Yeah, I certainly paid more for mine then you did for yours.  And that was with "old" dollars.

One thing that holds down the price on these is that there were quite a few made--they aren't rare.  So, if a guy hankers for one, and passes up, there'll be another along shortly.

 

  • Member since
    July, 2006
  • From: 4610 Metre's North of the Fortyninth on the left coast of Canada
  • 5,084 posts
Posted by BATMAN on Monday, July 09, 2018 5:20 PM

Thanks Ed, that is interesting about the tipper and explains some of the photos I have been looking at. I was going to paint it black, but seeing as how I am always trying to go with the early years, I think green may be more eye catching for the layout.

Brent

It's not the age honey, it's the mileage.

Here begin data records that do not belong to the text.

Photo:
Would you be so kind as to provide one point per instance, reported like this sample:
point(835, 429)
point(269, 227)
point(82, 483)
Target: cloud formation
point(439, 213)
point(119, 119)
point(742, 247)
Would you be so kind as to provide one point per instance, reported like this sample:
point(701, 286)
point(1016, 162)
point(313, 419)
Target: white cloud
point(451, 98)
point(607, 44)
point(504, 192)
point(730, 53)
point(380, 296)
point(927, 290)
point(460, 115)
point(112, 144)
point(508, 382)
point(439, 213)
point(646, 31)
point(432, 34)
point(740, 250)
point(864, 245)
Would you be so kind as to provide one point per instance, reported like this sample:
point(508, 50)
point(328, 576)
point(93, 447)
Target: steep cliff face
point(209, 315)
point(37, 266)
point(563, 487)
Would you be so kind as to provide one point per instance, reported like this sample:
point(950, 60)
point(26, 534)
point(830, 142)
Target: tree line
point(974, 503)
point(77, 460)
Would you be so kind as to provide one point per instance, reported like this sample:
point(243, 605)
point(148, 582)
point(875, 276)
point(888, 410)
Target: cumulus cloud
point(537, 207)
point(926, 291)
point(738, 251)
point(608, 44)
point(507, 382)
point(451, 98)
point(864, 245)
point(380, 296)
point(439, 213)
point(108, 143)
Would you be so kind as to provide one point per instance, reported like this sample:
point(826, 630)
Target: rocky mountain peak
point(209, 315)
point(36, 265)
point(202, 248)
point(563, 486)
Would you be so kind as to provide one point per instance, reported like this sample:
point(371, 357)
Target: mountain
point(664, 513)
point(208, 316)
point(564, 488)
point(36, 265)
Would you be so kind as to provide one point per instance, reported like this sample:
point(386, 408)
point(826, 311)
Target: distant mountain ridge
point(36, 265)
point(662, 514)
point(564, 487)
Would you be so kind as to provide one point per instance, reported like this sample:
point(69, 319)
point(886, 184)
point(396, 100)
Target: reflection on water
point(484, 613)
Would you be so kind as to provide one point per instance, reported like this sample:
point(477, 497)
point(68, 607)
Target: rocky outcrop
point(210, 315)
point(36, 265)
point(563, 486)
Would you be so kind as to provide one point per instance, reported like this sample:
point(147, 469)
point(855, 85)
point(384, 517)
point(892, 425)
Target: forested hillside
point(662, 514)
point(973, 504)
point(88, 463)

https://www.youtube.com/user/BATTRAIN1

  • Member since
    May, 2004
  • 5,231 posts
Posted by 7j43k on Monday, July 09, 2018 6:18 PM

Brent,

Yup, that'll look quite nice, for sure.  I think the GN painted some of the green "bits" black, though.  The concept starts with just the sheet metal wrapping, after all.

Here's a couple of very late and very unusual green GN locos:

 

 

They may not be accurate for the H-5, but they do give you a hint of where the green and black COULD go.

Color pix of GN steam with the green are pretty rare.  The book "Great NOrthern Steam & Electric in Color" by David Hickox has a good selection.  There's even one of an H-5 in Seattle that is kind of helpful--though dirty green kind of looks like black--so there's a problem there.